Graphene and graphene-based devices

Dr Raúl Benages-Vilau has been successfully developing our proprietary method for the fabrication of graphene within the framework of a GraphCat project. Also in this context, and in collaboration with IREC and Eurecat, we have been working on the application of our graphene materials as electrodes in supercapacitors to be integrated in multifunctional sensing devices.

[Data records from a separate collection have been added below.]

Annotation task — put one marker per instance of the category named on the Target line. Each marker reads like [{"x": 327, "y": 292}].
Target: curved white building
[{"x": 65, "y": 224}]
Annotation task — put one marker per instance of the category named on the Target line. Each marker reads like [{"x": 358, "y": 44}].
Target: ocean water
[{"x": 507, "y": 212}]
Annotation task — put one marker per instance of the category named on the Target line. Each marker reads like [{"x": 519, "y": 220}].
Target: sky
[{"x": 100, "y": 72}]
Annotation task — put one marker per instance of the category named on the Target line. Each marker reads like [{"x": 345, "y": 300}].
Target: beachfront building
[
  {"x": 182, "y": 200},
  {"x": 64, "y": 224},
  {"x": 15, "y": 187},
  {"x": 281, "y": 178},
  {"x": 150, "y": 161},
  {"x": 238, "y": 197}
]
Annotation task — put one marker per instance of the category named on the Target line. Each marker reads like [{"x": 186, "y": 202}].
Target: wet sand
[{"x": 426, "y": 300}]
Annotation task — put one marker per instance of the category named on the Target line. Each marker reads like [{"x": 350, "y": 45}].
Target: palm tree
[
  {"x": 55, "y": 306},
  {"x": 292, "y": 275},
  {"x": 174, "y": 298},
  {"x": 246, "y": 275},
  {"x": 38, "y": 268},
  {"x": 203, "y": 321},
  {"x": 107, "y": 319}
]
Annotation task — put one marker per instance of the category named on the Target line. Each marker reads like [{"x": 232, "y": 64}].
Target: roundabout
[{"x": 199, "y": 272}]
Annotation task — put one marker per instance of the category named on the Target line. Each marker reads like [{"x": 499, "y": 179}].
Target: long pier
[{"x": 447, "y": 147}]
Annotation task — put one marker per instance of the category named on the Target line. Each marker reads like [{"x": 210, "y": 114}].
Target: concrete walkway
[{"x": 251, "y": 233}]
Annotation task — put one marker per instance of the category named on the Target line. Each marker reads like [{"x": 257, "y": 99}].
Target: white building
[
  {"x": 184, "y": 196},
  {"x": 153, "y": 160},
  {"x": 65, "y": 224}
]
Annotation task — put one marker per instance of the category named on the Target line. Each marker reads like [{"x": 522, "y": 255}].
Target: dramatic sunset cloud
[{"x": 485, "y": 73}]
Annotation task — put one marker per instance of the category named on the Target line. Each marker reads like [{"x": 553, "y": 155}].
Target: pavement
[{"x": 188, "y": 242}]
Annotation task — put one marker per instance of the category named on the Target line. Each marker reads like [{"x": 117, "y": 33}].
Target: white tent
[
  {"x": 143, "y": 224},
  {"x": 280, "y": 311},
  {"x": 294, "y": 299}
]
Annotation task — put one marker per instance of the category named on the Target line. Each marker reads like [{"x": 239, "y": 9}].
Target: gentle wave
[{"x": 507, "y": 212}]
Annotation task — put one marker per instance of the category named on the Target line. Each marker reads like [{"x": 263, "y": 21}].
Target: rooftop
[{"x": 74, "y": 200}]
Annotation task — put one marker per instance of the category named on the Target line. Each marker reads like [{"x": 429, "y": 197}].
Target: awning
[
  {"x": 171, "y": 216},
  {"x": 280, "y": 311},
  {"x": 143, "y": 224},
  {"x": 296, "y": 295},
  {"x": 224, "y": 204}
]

POMs on Metal Nanoparticles

As a new Beatriu de Pinos post-doc, Dr Sara Goberna Ferron has been working on the synthesis of metal nanoparticles (Ag, Au) decorated with polyoxometalates. So far, her work has centered on the preparation of the materials (including covalent modification of the POM clusters). These nanostructured multimaterials are presently being studied for energy storage applications in supercapacitors but they also are potential new catalysts for a variety of reactions. The already mentioned Bachelor’s Degree thesis by Laia Cots, titled “Synthesis and characterization of Polyoxometalate-protected metallic nanoparticles for Energy storage applications” was developed on this topic, as the work of two new students, Marta Perxés, and Miquel Serra, who are developing their MS and BS thesis, respectively.

Harvestorage materials

The coupling of our energy storage devices with harvesting devices was proposed in our strategic plan (as well as in the Severo Ochoa Programme 2018-2022). In 2020 we have initiated this research line by setting up a preliminary triboelectric nanogenerator (TENG), which could eventually be coupled with a supercapacitor. Nevertheless, this is still in the phase of ongoing preliminary work.

From Nanofluids to Nanopastes

In an attempt to increase the concentration of active species in nanofluids, we have gradually evolved to the formulation of nanopastes, which are composites at the molecular level of solid electrode nanoparticles (nanocarbons, inorganics and their hybrids) and electrolytes. We have filed a patent with our spin-off company to exploit these electrodes.

Our materials can be tailor-made for many different applications, but our favourite, and the one we are developing hard in our recent spinoff (Earthdas), takes the form of fast-charging long-lived energy storage devices. In this respect, it should be noted that in addition to the optimization of the micro and nanostructure of our materials, the use of pastes represents an additional challenge that is being tackled through an Industrial PhD (Doctorat Industrial, GenCat) carried out by Verónica Fabián, which underscores the importance of device design.